Artikel 18. Termijnen van betaling
In afwijking van artikel 9, eerste lid, van de Invorderingswet 1990 moeten de aanslagen, zoals bedoeld in hoofdstuk II onderdeel 3 van de bij deze verordening behorende tarieventabel, worden betaald in twee gelijke termijnen waarvan de eerste termijn vervalt op de laatste dag van de maand volgend op de maand die in de dagtekening van het aanslagbiljet is vermeld en de tweede twee maanden later.
In afwijking van het eerste lid geldt, in geval het totaalbedrag van de op één aanslagbiljetverenigde aanslagen, zoals bedoeld in hoofdstuk II onderdeel 3 van de bij deze verordening behorende tarieventabel meer is dan € 50,00 maar minder is dan € 3.500,- en zolang de verschuldigde bedragen door een automatische betalingsincasso van de betaalrekening van de belastingschuldige kunnen worden afgeschreven in dat geval moeten de aanslagen worden betaald in negen opeenvolgende gelijke, met uitzondering van kleine afrondingsverschillen, maandelijkse termijnen.
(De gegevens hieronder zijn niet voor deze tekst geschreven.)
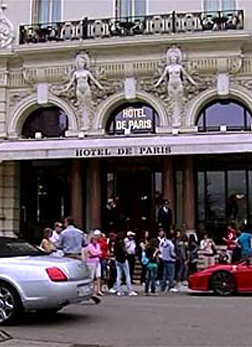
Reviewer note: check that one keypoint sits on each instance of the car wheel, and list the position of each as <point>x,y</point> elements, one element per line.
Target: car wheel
<point>10,304</point>
<point>223,283</point>
<point>48,311</point>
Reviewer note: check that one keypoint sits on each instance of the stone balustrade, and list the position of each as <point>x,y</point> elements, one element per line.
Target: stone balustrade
<point>131,26</point>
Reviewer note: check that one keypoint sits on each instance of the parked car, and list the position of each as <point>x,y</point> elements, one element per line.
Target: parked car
<point>223,279</point>
<point>30,280</point>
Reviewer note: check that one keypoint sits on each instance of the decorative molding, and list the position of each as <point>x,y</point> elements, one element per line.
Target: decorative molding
<point>6,29</point>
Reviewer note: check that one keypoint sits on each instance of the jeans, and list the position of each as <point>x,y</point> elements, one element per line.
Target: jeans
<point>182,270</point>
<point>168,274</point>
<point>112,275</point>
<point>103,263</point>
<point>123,268</point>
<point>131,261</point>
<point>151,269</point>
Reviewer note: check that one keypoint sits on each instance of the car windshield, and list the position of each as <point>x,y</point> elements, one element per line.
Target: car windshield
<point>12,247</point>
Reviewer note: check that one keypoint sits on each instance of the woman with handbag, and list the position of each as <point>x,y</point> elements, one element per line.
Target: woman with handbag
<point>208,248</point>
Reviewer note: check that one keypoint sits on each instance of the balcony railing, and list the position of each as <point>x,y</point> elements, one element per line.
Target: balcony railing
<point>131,26</point>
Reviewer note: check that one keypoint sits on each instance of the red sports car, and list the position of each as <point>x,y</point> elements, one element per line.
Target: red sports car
<point>223,279</point>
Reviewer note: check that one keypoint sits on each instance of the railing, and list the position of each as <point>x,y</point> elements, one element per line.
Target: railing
<point>146,25</point>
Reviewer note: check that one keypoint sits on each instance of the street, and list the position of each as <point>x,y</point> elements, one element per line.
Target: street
<point>176,319</point>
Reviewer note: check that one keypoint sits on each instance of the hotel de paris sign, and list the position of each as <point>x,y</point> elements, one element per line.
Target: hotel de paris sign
<point>126,151</point>
<point>129,119</point>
De eerste termijn vervalt één maand na de dagtekening van het aanslagbiljet en elk van de volgende termijnen telkens een maand later.
In afwijking van het tweede lid worden bedragen die buiten de marge (meer dan € 50,00 maar minder dan € 3.500,00) van lid 2 vallen en die door een automatische betalingsincasso van de betaalrekening van de belastingschuldige kunnen worden afgeschreven in dezelfde termijnen afgeschreven zoals in lid twee.
HOOFDSTUK III: AANVULLENDE BEPALINGEN
Artikel 20. Nadere regels door het college van burgemeester en wethouders
Het college van burgemeester en wethouders kan nadere regels geven met betrekking tot de heffing en de invordering van de reinigingsheffingen.